Diario: Stop frame, Ostia, 8 novembre 2017

freeze giornalista nemo spada Schermata 2017-11-08 alle 19.59.01

Questo è il video con l’aggressione di Roberto Spada, esponente del clan Spada, all’inviato di Nemo (Rai 2) Daniele Piervincenzi durante un’intervista.

Pochi secondi che dicono molto di più di qualsiasi discorso, analisi, polemica sulla situazione di Ostia. E non solo di Ostia. Perchè si tratta del X Municipio, che fa parte del Comune di Roma, della Capitale d’Italia. Un territorio dove la gente è così rassegnata che, dopo l’arresto (e la condanna in primo grado) del suo Presidente PD coinvolto nel “Mondo di mezzo”, e un lungo periodo di commissariamento, ha deciso, per una schiacciante maggioranza (due terzi), di non andare più a votare.

Va guardato questo video, quella testata in faccia al giornalista, che anche se lo sai ti prende alla sprovvista, ma con quella consapevolezza sgradevole che non stai assistendo a una fiction. Ci facesse un po’ di effetto, a noi che continuiamo il nostro tran tran lamentandoci delle buche e dell’immondizia, che ci scandalizziamo e pontifichiamo, ma in cuor nostro pensiamo che, alla fine, ce la caveremo sempre. Perchè si sopravvive sempre, a Roma, sfruttando i tanti interstizi lasciati da regole e legalità allentate, tolleranze e scorciatoie che fanno da camera di compensazione a una quotidianità intollerabile ma comunque sopportabile. Almeno per chi lavora – ha un lavoro – e vive in case – ha case – mediamente ospitali, in quartieri mediamente centrali e mediamente benestanti, con paure esagerate di cose in cui è difficile imbattersi.

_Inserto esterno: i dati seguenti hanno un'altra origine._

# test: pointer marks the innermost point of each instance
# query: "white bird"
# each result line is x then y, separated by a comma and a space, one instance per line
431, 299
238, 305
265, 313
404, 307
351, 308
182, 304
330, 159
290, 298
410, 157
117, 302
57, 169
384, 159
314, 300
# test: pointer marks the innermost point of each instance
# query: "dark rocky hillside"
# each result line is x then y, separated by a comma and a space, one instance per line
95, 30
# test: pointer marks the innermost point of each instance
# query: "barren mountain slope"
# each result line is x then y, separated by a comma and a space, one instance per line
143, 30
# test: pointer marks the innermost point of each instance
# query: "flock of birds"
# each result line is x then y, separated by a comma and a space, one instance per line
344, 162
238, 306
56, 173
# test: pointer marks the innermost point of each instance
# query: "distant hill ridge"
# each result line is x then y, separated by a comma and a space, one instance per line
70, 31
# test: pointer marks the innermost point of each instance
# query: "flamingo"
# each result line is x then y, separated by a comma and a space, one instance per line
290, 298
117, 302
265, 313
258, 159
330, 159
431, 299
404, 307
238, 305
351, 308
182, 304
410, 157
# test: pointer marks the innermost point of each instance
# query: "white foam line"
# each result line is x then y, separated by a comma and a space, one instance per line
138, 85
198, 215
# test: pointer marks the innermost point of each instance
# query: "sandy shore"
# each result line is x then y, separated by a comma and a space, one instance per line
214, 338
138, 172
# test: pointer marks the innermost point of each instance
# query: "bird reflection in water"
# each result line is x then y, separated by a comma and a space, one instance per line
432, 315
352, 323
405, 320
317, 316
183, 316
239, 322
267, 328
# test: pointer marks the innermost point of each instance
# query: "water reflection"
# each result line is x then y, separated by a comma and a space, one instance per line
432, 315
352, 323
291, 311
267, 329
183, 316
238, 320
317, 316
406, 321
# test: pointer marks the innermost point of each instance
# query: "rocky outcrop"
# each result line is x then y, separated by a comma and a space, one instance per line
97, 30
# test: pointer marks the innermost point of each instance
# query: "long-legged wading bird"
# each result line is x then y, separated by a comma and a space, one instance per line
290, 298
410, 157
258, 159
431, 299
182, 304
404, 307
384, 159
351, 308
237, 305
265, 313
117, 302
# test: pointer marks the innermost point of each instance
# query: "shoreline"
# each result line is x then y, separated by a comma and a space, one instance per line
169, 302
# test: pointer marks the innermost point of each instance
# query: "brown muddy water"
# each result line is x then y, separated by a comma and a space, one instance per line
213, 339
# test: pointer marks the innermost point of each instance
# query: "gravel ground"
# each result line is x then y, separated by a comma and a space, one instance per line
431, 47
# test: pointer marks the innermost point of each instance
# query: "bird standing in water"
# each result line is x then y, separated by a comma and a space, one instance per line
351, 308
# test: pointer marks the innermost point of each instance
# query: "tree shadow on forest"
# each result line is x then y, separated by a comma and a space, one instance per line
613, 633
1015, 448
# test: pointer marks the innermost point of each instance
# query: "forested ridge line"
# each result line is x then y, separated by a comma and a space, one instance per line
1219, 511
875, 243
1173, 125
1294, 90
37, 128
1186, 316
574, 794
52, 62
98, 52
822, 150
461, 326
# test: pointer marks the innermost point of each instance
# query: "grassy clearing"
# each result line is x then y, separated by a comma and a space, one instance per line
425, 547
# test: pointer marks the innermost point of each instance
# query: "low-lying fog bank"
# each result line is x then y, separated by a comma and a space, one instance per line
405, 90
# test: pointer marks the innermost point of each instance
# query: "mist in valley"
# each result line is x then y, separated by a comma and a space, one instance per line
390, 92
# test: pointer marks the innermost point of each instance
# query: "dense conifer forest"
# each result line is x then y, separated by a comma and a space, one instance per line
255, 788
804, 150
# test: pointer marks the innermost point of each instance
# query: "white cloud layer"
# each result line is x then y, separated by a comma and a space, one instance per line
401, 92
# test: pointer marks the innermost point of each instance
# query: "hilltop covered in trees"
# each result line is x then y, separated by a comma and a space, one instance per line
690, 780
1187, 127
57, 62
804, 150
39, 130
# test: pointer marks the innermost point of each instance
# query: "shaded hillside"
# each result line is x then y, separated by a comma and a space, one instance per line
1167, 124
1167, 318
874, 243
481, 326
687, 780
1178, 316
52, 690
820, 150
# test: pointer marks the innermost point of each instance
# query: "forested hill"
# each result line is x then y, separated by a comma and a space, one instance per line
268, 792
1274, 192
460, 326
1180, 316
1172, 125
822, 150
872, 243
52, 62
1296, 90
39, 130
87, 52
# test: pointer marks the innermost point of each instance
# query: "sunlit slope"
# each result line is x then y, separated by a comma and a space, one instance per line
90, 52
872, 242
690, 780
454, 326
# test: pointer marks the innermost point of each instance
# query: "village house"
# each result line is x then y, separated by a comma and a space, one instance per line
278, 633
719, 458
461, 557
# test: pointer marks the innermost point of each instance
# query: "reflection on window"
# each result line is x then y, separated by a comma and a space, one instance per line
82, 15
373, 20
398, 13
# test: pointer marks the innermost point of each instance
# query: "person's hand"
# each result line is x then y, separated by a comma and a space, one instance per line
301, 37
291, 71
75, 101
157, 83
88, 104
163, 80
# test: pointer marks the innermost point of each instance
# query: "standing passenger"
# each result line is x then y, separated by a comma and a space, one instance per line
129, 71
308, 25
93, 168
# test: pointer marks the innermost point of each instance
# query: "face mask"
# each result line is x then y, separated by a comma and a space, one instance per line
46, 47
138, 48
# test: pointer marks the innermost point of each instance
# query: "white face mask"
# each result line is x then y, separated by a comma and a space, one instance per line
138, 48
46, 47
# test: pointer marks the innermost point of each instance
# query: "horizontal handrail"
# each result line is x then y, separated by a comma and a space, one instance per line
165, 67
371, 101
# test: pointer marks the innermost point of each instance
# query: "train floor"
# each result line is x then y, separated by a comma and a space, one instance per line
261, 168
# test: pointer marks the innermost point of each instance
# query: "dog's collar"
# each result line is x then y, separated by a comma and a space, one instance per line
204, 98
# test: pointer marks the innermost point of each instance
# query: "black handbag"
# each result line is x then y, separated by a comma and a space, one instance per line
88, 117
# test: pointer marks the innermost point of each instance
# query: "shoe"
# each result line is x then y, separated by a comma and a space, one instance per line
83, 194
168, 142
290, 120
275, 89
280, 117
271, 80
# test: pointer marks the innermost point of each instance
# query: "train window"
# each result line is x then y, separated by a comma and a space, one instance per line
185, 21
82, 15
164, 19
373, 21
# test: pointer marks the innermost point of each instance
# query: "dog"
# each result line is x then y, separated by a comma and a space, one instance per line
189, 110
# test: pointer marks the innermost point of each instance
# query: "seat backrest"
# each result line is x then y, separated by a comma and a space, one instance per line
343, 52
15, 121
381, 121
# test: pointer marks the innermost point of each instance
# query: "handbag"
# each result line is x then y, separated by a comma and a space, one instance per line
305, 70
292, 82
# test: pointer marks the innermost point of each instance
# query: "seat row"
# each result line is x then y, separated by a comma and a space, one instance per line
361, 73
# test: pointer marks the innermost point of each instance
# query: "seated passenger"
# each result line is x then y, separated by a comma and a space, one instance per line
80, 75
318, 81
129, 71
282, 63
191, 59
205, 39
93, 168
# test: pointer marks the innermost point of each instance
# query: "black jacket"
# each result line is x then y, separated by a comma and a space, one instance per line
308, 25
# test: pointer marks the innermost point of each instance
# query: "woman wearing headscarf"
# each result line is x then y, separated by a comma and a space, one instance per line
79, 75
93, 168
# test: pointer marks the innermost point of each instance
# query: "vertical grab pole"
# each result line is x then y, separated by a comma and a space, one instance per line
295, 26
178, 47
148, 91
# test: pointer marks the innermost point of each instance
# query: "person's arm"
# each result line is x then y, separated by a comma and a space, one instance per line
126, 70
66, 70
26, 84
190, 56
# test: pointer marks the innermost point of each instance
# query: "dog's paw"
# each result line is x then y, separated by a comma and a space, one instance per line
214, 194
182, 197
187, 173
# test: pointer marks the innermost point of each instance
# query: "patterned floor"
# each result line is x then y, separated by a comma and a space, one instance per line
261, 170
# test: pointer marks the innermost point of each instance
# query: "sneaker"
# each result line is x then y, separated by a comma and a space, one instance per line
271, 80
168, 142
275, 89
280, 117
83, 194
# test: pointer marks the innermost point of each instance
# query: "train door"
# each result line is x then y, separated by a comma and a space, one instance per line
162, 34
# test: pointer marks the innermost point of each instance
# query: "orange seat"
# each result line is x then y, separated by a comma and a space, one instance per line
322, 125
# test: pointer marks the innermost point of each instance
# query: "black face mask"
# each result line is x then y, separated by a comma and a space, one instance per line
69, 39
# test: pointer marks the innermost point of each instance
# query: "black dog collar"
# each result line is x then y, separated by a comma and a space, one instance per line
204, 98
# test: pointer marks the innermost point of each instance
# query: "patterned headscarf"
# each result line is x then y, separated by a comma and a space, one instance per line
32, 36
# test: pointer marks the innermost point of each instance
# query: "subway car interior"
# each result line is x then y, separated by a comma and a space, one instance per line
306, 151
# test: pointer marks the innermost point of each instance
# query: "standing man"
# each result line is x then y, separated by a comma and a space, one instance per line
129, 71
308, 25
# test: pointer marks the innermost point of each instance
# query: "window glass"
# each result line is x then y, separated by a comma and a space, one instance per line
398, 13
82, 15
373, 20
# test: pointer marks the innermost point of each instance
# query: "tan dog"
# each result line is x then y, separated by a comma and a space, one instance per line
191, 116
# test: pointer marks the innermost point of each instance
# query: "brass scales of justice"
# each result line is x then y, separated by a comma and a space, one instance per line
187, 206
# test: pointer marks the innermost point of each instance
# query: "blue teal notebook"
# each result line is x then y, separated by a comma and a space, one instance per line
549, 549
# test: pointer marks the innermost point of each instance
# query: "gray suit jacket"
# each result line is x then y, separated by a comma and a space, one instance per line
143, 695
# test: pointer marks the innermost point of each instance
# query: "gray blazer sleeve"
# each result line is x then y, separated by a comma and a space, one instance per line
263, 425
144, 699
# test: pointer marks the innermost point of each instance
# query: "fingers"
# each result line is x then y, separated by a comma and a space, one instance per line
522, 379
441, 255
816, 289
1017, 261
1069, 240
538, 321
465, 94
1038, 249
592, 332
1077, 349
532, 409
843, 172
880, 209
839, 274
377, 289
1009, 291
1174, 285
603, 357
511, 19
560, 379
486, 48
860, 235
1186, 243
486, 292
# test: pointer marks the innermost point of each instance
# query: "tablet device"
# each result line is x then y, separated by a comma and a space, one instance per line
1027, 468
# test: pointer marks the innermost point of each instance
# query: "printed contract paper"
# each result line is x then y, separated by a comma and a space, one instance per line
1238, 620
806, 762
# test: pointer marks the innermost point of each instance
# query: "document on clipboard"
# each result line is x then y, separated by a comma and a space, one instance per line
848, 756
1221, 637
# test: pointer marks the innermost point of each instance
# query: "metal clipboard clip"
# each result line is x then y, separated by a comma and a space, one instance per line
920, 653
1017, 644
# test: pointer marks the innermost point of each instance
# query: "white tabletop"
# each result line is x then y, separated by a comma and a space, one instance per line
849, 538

Non è così per sempre più persone, che vivono esistenze in salita di cui è la paura a tracciare i perimetri. Donne e uomini che ogni giorno si avventurano nella vita cercando di stare alla larga dai prepotenti, perchè nessuno garantisce giustizia. E non c’è nessuna telecamera a registrare i soprusi e a restituire la dignità alle vittime.

Dimenticheremo anche questo episodio, come abbiamo già archiviato Mafia capitale nello sterile battibecco è-mafia-non-è-mafia. Lo metteremo nello scaffale dei mali senza rimedio o di quelli a cui non possiamo dare rimedio e di cui quindi ci disinteressiamo. Mentre sta già scivolando dalla memoria la faccia dell’aggressore prima di sferrare la testata.